Isavuconazole appears to be a well-tolerated treatment. Mortality of CA treated with isavuconazole is similar to that reported with voriconazole.
脑曲霉病(CA)与高死亡率相关。根据欧洲白血病感染会议和欧洲临床微生物学和传染病学会指南,所有形式曲霉病的一线推荐治疗药物是伏立康唑或伊曲康唑。然而,对于 CA 患者,伊曲康唑的疗效和安全性知之甚少。
我们进行了一项欧洲多中心回顾性研究,纳入了 2014 年至 2022 年期间使用伊曲康唑治疗确诊或疑似 CA 的患者,并将其结果与之前发表的法国 CA 全国队列(CEREALS)和脑曲霉病病变研究(CEREALS)的加权对照组进行了比较。
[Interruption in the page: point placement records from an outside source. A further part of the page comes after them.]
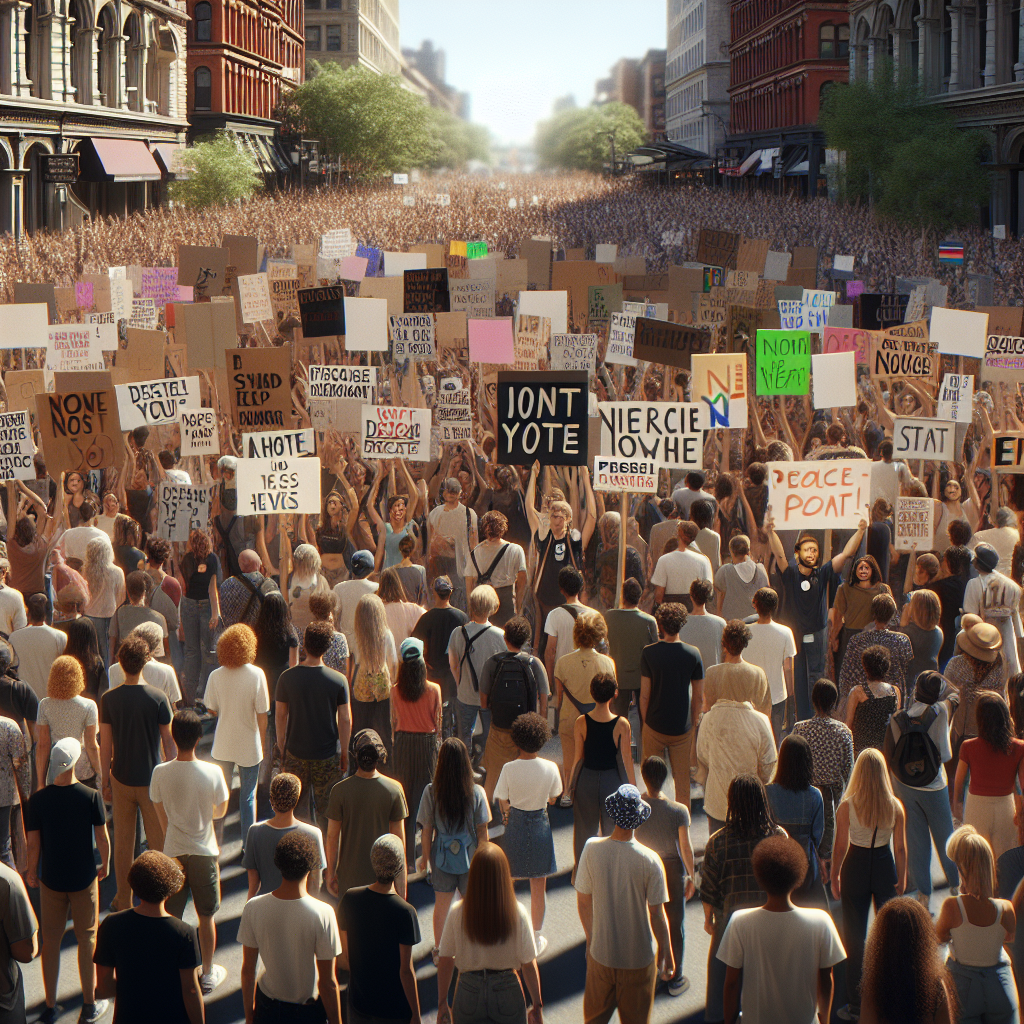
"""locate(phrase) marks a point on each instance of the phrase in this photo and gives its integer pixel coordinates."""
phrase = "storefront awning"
(118, 160)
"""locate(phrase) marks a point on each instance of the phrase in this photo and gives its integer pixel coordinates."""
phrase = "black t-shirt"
(671, 668)
(377, 925)
(434, 629)
(147, 954)
(134, 714)
(65, 817)
(313, 695)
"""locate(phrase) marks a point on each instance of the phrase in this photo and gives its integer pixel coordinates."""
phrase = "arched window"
(203, 89)
(204, 23)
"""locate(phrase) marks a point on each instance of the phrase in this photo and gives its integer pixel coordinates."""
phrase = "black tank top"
(599, 750)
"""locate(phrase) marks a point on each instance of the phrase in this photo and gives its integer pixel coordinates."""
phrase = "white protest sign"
(254, 295)
(278, 485)
(668, 433)
(180, 510)
(278, 443)
(914, 523)
(342, 382)
(573, 351)
(152, 402)
(199, 432)
(413, 337)
(924, 438)
(390, 432)
(639, 476)
(16, 448)
(24, 325)
(819, 495)
(622, 330)
(955, 398)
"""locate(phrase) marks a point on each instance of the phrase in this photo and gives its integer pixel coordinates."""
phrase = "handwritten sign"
(819, 495)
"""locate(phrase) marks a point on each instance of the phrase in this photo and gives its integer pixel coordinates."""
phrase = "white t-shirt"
(291, 935)
(189, 791)
(528, 784)
(677, 569)
(759, 941)
(155, 673)
(517, 949)
(771, 644)
(37, 647)
(238, 695)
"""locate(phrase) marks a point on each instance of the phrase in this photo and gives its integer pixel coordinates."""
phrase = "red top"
(992, 773)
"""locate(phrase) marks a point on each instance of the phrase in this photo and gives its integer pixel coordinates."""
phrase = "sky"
(516, 58)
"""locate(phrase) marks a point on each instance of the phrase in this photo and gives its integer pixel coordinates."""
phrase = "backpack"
(511, 693)
(911, 753)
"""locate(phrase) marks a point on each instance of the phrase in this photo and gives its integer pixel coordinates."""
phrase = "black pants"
(867, 876)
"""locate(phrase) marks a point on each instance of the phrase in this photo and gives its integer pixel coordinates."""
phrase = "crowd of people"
(380, 687)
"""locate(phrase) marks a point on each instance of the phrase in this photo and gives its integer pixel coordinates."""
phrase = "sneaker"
(92, 1012)
(208, 982)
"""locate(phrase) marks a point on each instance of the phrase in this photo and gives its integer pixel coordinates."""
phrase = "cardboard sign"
(1008, 454)
(783, 363)
(390, 432)
(543, 417)
(153, 402)
(914, 523)
(266, 485)
(672, 344)
(343, 383)
(719, 382)
(81, 431)
(413, 338)
(260, 389)
(956, 398)
(667, 433)
(199, 432)
(622, 474)
(279, 443)
(573, 352)
(924, 438)
(819, 495)
(181, 509)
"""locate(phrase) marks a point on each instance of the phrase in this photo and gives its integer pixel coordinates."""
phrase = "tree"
(904, 156)
(578, 139)
(219, 172)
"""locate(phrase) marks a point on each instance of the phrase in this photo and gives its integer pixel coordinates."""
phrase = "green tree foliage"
(219, 172)
(578, 139)
(904, 156)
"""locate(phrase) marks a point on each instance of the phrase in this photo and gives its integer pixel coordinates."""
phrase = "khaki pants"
(655, 744)
(632, 991)
(128, 799)
(53, 907)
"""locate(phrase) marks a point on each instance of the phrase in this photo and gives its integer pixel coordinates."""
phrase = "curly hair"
(530, 732)
(237, 646)
(67, 679)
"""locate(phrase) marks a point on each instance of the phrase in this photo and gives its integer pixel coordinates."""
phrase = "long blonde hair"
(371, 634)
(869, 791)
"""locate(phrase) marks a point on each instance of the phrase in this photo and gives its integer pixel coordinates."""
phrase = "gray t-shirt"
(705, 633)
(260, 844)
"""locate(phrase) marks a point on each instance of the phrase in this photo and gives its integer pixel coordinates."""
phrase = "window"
(204, 23)
(203, 90)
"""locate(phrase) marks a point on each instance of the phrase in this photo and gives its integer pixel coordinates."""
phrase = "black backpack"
(911, 753)
(511, 693)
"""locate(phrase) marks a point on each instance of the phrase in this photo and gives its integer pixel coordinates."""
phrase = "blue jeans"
(928, 817)
(467, 722)
(247, 793)
(808, 668)
(201, 656)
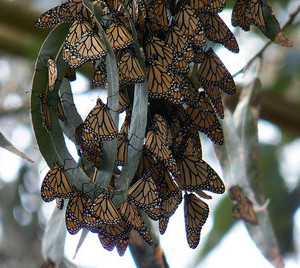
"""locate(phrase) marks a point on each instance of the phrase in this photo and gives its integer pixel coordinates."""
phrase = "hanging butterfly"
(158, 12)
(70, 74)
(99, 123)
(46, 118)
(255, 14)
(187, 21)
(65, 13)
(213, 72)
(243, 207)
(239, 17)
(143, 193)
(158, 50)
(56, 184)
(130, 68)
(195, 214)
(176, 39)
(208, 6)
(90, 146)
(100, 75)
(196, 174)
(124, 102)
(123, 142)
(217, 31)
(101, 211)
(205, 118)
(52, 73)
(60, 111)
(159, 80)
(82, 44)
(118, 35)
(74, 212)
(133, 217)
(115, 235)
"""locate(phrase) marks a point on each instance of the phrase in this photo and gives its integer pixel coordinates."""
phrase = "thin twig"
(261, 51)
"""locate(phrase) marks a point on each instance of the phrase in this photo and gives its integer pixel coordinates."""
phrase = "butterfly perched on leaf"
(56, 184)
(243, 207)
(99, 123)
(74, 212)
(46, 118)
(66, 12)
(195, 214)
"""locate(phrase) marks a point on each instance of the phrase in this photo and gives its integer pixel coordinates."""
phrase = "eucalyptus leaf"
(4, 143)
(53, 242)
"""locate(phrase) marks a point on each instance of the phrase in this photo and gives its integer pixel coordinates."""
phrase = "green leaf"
(73, 119)
(53, 242)
(221, 225)
(136, 137)
(273, 29)
(242, 168)
(4, 143)
(52, 144)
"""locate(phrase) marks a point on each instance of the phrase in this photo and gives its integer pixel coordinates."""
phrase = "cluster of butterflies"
(184, 78)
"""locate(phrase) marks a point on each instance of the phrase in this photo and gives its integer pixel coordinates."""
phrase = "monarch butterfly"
(60, 203)
(170, 196)
(180, 90)
(122, 245)
(52, 73)
(103, 211)
(208, 6)
(66, 12)
(82, 44)
(115, 235)
(48, 264)
(100, 75)
(74, 212)
(218, 32)
(60, 110)
(160, 81)
(147, 163)
(198, 38)
(156, 144)
(143, 192)
(213, 72)
(214, 95)
(255, 15)
(206, 120)
(198, 54)
(70, 74)
(158, 12)
(130, 68)
(157, 49)
(46, 118)
(180, 66)
(90, 146)
(239, 17)
(108, 242)
(56, 184)
(203, 194)
(123, 142)
(243, 208)
(195, 214)
(176, 39)
(99, 122)
(118, 35)
(132, 216)
(187, 21)
(123, 102)
(196, 174)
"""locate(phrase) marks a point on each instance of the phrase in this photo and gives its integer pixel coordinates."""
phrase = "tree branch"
(261, 51)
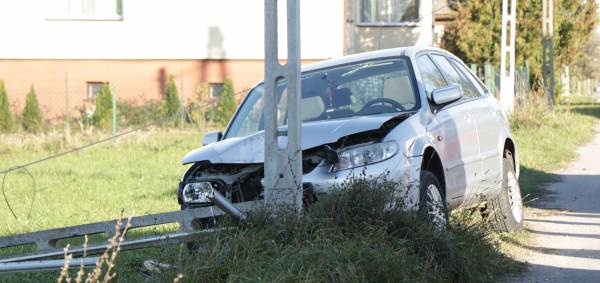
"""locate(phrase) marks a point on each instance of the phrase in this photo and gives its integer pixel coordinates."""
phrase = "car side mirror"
(211, 137)
(446, 95)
来自 10 个国家的 40 名患者被纳入研究。主要的基础疾病是血液系统恶性肿瘤(53%)和实体器官移植(20%)。10 名患者将伊曲康唑作为一线治疗药物,主要与联合治疗一起使用,其中 70%的患者的 CA 得到了控制。30 名患者在另一种治疗方案中位时间 65 天后开始使用伊曲康唑,主要是因为之前的治疗出现副作用(50%)或治疗失败(23%)。主要作为单药治疗,73%的患者 CA 得到了控制。17 名患者(43%)接受了神经外科手术。当测量时,伊曲康唑在脑脊液中的水平较低,但在血清和脑组织中是足够的。伊曲康唑毒性导致 7.5%的患者中断治疗。12 周死亡率为 18%。与 CEREALS 队列的比较显示,作为一线治疗药物,接受伊曲康唑或伏立康唑治疗的患者的生存率相似。
伊曲康唑似乎是一种耐受良好的治疗方法。用伊曲康唑治疗的 CA 的死亡率与用伏立康唑治疗的报道相似。